As we welcomed October, there was speculation surrounding a national deal between NHS England and US electronic patient record (EPR) supplier Epic with rumours that Tim Ferris, the new head of digital transformation at NHS England, is a big advocate of the system. While they were just rumours with nothing confirmed or denied, our very own Jon Hoeksma explored the possibility of having a nationwide EPR and what it could mean for the healthcare system.
October also saw Digital Health host its first in-person event in around 19 months as the Autumn Leadership Summit took place in Birmingham. Highlights included Tom Loosemore, who is working in partnership with NHS Providers to lead the Digital for Boards programme. In a keynote, Loosemore told attendees that when it comes to transformational change – the focus should be on culture rather than the technology.

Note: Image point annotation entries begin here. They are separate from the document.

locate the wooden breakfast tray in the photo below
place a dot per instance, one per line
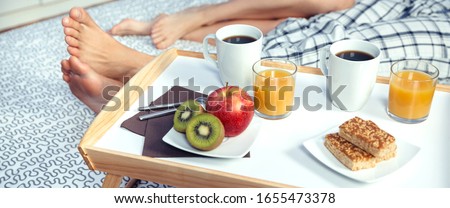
(118, 164)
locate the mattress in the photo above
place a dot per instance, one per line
(41, 122)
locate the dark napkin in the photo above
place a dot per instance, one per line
(155, 129)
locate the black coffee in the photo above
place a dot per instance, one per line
(239, 39)
(354, 55)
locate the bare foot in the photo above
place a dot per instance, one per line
(131, 27)
(167, 29)
(98, 49)
(91, 88)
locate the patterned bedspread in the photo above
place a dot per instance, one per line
(41, 122)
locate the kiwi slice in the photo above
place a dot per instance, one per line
(205, 132)
(184, 113)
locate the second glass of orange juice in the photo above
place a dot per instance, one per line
(274, 84)
(411, 89)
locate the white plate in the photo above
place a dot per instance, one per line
(235, 147)
(405, 152)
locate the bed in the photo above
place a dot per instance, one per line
(41, 122)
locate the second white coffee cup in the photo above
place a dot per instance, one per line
(351, 72)
(238, 48)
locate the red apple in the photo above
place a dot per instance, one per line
(234, 108)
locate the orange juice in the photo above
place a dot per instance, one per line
(274, 92)
(410, 94)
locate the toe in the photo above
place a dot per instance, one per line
(69, 22)
(81, 16)
(72, 41)
(79, 67)
(66, 78)
(65, 66)
(73, 51)
(71, 32)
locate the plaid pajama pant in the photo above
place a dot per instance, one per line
(414, 29)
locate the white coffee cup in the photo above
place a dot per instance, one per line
(350, 82)
(235, 60)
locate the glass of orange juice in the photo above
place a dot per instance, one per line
(273, 85)
(411, 90)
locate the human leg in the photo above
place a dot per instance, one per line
(98, 49)
(166, 29)
(87, 85)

The summit saw the newly elected chairs of the Digital Health Networks speaking together for the first time. Sarah Hanbridge, chair of the CNIO Network called on her fellow digital nurses to “be a stronger voice” to help “drive and influence” the agenda. The chairs also discussed how the Networks can do more to create a national voice and help influence policy.
Finally, the event also saw the winners of the Digital Health Awards announced. The 6,000 members of the Digital Health Networks were asked to vote for the CCIO, CIO, and CNIO of the Year, with a special judging panel selecting the Future Digital Leader of the Year and Digital NHS CEO of the Year, a new category at this year’s awards.

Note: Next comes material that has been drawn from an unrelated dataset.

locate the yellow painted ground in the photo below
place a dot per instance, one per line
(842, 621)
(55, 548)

The penultimate month of the year was not short of news stories, with the biggest of them being the announcement that both NHS Digital and NHSX are to be incorporated into NHS England and Improvement. The news came in a letter to staff from NHS England and Improvement’s chief executive, Amanda Pritchard, and said ‘NHS Digital will become the CIO directorate and NHSX will evolve into the strategy function in the Transformation directorate’.
The decision to bring together all the organisations associated with digital and technology was part of a review carried out by NHS Digital’s Laura Wade-Gery. The review recommended ‘a more joined up approach to digital transformation in the NHS national bodies’.

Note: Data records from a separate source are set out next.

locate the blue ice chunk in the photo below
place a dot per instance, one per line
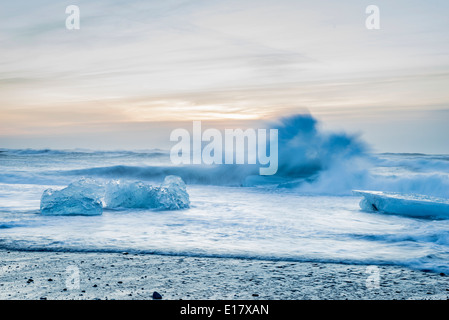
(79, 198)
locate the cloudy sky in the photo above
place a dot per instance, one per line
(137, 69)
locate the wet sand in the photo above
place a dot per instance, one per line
(121, 276)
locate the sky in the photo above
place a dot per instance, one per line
(135, 70)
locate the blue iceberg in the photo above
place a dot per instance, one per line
(171, 195)
(89, 197)
(79, 198)
(413, 205)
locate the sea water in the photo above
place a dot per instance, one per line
(306, 213)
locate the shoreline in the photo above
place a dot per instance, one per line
(34, 275)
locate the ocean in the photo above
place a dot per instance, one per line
(305, 213)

Elsewhere, Covid passports made a welcome return to the news as it was confirmed that the NHS Covid Pass has been accepted as an equivalent to the European Union Digital Covid Certificate. An agreement between the EU and the UK means travellers can now have their vaccination status digitally verified with each other’s Covid vaccination certificate schemes.
The Covid passport news did not stop there as November also saw booster jabs being added to vaccine statuses on the digital pass.
We finally reach the final month of 2021 and December did not disappoint as after a few days of speculation, Oracle confirmed it had acquired global electronic health record (EHR) provider, Cerner, in a deal worth around £22.4billion ($28.3billion). Headquartered in Texas in the United States of America, Oracle defines itself as a “cloud technology company” and offers cloud application and platform services. A report in the Financial Times said that a deal would help cement Oracle in the fast growing health IT sector as Cerner is one of the largest provider of hospital electronic medical systems to the US healthcare market and a leading supplier to the NHS.
December also saw the government committing to ensuring that at least 80% of social care providers have a digitised care record in place by March 2024. The Adult Social Care Reform White Paper, which is part of the government’s wider social care plans, is backed by £5.4billion, which includes at least £150million going towards improving care quality and safety, support independent living through new technology and digitisation such as digital care records, over the next ten years.